Kembali ke opini karib saya, jadi, mungkinkah begitu? Mungkinkah kita masih bertingah polah laiknya anak-anak? Seiring dengan berlalunya waktu, rasa suka kita justru menjadi semakin menurun kadarnya dan membosan? Atau, apakah kita sengaja melepaskan diri dari kerangkeng kedewasaan saat kita jatuh cinta? Sengaja bertingkah bak anak-anak? Ataukah, sederhana saja, memang kita belum beruntung saja di urusan percintaan? Memang belum jodoh saja?
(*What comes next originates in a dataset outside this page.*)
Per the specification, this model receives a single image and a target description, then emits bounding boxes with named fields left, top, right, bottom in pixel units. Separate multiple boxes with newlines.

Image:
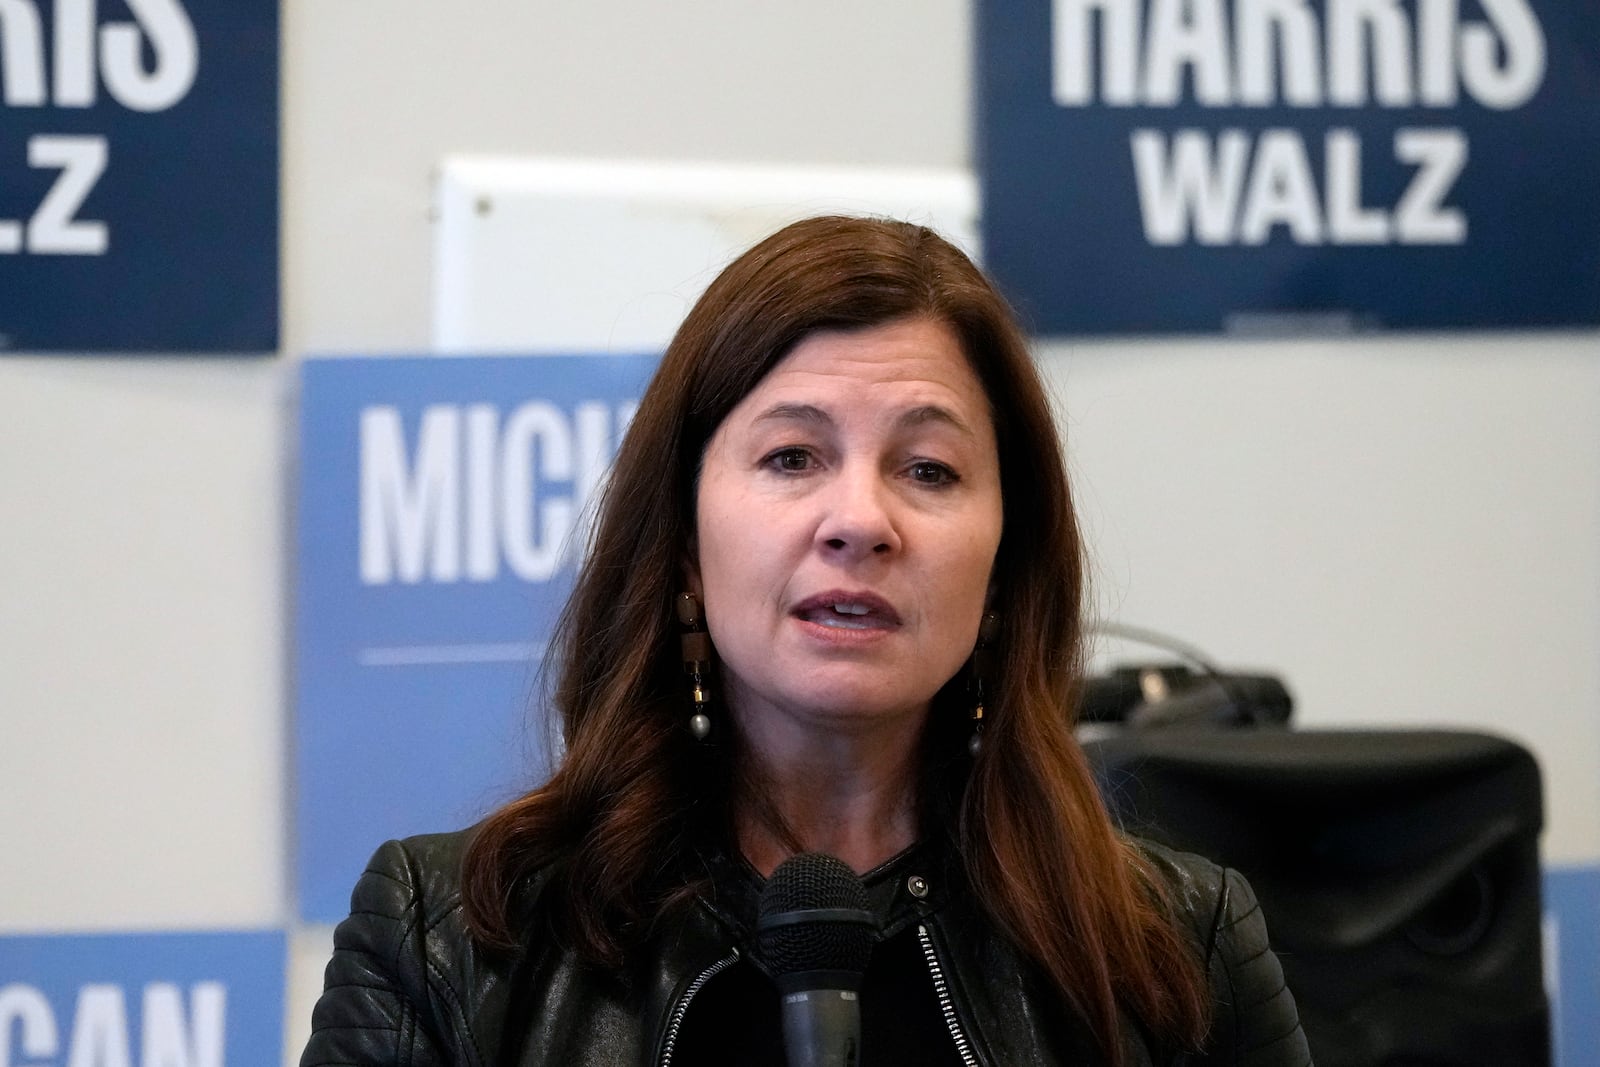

Bukan saat ini, tapi mungkinkah nanti ada orang yang datang yang membawa penggalan rusuk kita? Tunggu saja.

Pada akhirnya, kita tidak butuh seseorang yang sanggup merayakan hari jadi hubungan kita dengan pesta megah nan meriah, atau mengajak kita makan malam nan elegan di restoran mewah. Cukuplah seseorang yang memeluk hangat kita dari belakang saat kita merasa lelah.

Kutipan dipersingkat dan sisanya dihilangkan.